Statistical analysis
We assessed the association between air pollution and DNA methylation using robust linear regression model to reduce the effect of outliers. We used the differing air pollution exposures as independent variables and DNA methylation as the dependent variable. The models were adjusted for age, sex, smoking exposure, and cell composition (Model 1). Moreover, a second model adjusted for surrogate variables was also fitted (Model 2). In the REGICOR discovery study, we selected for validation those CpGs with a p-value of the association below an arbitrary threshold (p-value <10−5) for each specific exposure. The results were replicated in the EPIC-Italy study using the same method and models, including also disease status and study center as additional covariates. The results for each CpG were then meta-analyzed using a random effects model, applying Bonferroni criteria to declare a result as statistically significant (0.05/427,948 CpGs; p-value<1.17·10−07).
Replication of previously published CpGs associated with air pollution (Aim 2)
We performed a systematic review to identify relevant epigenome-wide association studies indexed in Pubmed (https://www.ncbi.nlm.nih.gov/pubmed/) from its inception to March 2018. We used the following search terms strategy: (methylati* [Title/Abstract]) AND (epigenome-wide [Title/Abstract] OR genome-wide [Title/Abstract] OR 450K [Title/Abstract] OR 450 [Title/Abstract] OR HumanMethylation450 [Title/Abstract]) AND (“Air pollution” [Title/Abstract]). The articles identified were manually screened by 1 reviewer (SS-B), focusing first on the title and abstract and then on the complete manuscripts to assess their appropriateness for inclusion in the review. The same author extracted the CpGs that were significantly associated with air pollution and replicated in at least one external population. In case of doubts the article was evaluated by a second reviewer (RE) to achieve a consensus. The identified CpGs were then screened in the selected REGICOR cohort.
Statistical analysis
The same analysis strategy and methodology described above was followed for the replication. We selected as distinctive the CpGs reported as statistically significant in the original studies, based on both Bonferroni corrected p-values and false discovery rate (FDR) p-values<0.05. We considered as replicated those CpGs that fulfilled both the Bonferroni criteria according to the number of CpGs previously discovered and the FDR p-value.
RESULTS
Identification of new genomic loci showing differential methylation related to air pollution (Aim 1)
Discovery Stage
After applying the quality control of the 450K array, we excluded 3 individuals and 57,629 CpG probes.
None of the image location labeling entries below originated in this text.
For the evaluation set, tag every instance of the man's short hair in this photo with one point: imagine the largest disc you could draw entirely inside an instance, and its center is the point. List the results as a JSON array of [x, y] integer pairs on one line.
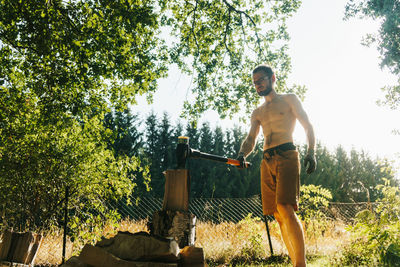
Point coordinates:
[[264, 68]]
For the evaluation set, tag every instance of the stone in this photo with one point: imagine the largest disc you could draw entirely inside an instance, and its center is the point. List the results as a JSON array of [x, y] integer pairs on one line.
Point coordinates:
[[192, 256], [141, 247], [98, 257]]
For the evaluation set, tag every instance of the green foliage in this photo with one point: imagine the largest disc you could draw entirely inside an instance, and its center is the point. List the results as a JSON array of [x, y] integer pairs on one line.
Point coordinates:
[[375, 235], [225, 40], [40, 161], [351, 177], [313, 200]]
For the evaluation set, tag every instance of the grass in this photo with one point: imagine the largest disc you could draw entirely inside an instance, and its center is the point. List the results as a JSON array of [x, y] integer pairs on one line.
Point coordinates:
[[224, 244]]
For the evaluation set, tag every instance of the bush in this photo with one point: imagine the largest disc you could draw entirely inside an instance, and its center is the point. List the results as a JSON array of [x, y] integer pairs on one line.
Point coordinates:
[[375, 234]]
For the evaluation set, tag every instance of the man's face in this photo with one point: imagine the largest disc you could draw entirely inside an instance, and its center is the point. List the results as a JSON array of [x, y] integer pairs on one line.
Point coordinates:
[[262, 83]]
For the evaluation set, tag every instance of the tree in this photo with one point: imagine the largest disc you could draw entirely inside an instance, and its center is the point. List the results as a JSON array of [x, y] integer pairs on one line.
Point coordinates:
[[387, 39], [127, 140], [351, 177]]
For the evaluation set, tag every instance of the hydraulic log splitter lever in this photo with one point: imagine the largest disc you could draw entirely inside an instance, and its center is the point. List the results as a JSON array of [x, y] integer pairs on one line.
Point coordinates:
[[183, 151]]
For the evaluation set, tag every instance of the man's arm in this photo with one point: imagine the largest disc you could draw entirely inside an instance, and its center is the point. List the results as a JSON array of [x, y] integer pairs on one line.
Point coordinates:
[[301, 115], [248, 144], [309, 160]]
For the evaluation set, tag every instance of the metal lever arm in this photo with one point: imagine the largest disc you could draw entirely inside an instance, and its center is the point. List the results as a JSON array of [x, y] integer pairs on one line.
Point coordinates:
[[197, 154]]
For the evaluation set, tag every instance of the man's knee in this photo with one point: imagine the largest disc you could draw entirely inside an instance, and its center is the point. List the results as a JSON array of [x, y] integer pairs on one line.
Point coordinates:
[[277, 217]]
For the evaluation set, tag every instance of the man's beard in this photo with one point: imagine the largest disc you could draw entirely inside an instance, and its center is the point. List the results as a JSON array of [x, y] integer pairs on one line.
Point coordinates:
[[266, 91]]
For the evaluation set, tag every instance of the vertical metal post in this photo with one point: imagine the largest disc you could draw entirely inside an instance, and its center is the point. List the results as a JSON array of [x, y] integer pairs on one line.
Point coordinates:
[[65, 223], [269, 236]]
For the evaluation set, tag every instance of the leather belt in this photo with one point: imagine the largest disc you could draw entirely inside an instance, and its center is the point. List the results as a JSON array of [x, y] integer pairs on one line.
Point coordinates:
[[283, 147]]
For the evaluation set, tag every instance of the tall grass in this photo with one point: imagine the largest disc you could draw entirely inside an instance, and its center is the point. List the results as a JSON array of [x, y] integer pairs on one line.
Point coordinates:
[[223, 243]]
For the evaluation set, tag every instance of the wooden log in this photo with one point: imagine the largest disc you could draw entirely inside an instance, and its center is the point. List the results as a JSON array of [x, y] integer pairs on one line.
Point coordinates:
[[177, 224], [177, 187], [98, 257], [19, 247]]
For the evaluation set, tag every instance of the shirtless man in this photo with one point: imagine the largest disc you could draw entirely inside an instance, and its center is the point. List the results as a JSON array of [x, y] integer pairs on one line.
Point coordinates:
[[280, 167]]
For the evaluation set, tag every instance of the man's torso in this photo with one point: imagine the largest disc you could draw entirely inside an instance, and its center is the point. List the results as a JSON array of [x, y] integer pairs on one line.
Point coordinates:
[[277, 121]]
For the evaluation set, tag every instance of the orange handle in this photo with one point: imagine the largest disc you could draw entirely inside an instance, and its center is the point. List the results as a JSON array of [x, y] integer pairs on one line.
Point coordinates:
[[236, 162]]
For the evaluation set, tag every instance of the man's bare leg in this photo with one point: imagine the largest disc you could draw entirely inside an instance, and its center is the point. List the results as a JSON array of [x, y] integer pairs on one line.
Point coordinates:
[[293, 230], [285, 236]]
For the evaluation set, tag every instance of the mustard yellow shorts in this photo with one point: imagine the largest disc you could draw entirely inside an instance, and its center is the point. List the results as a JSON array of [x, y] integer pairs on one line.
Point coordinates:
[[280, 180]]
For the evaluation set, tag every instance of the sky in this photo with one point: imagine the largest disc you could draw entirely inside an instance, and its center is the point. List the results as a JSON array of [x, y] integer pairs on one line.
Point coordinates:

Moreover, we removed those individuals without information on air pollution exposure (n=15). Finally, 630 individuals and 427,948 probes were included in the analysis. The main sociodemographic and clinical characteristics and the air pollution exposures of the study participants are shown in Table 1. The Manhattan plots and q-q plots of the associations between air pollution exposures and DNA methylation are shown in Supplementary Figure 1. We identified 81 unique CpGs associated with air pollution exposures with a p-value<10−5. In model 1, 6 CpGs were associated with PM10, 0 related to PM2.5, 5 to PMcoarse, 2 to NOX, 4 to NO2, and 2 to traffic at the nearest street (Supplementary Table 1). In model 2, 7 CpGs were associated with PM10, 18 related to PM2.5, 6 to PMcoarse, 28 to NOX, 32 to NO2, and 9 to traffic at the nearest street (Supplementary Table 2).
Validation Stage and Meta-analysis
After applying a similar quality control of the 450K array, we included all 81 CpGs selected for replication and we excluded 5 individuals. Moreover, we removed those individuals without information on confounder variables (n=15) and air pollution exposure (n=61). Finally, 454 individuals were included in the analysis of NO traits (Turin and Varese) and 297 in the analysis of PM traits (Turin). The main characteristics and air pollution exposures of the EPIC-Italy participants are shown in Table 1. The associations between air pollution and the selected CpGs in this analysis are shown in Supplementary Table 1 and 2.
The results of the meta-analysis of the REGICOR and the EPIC-Italy studies are shown in Supplementary Table 1 and 2. None of the selected CpGs was validated in the joint analysis.
Statistical power
The regression coefficient values (effect size) that we could detect as statistically significant in the meta-analysis, accepting an alpha risk of 1.17·10−07 in a two-sided test and with an 80% power, are shown in Supplementary Table 1 and 2.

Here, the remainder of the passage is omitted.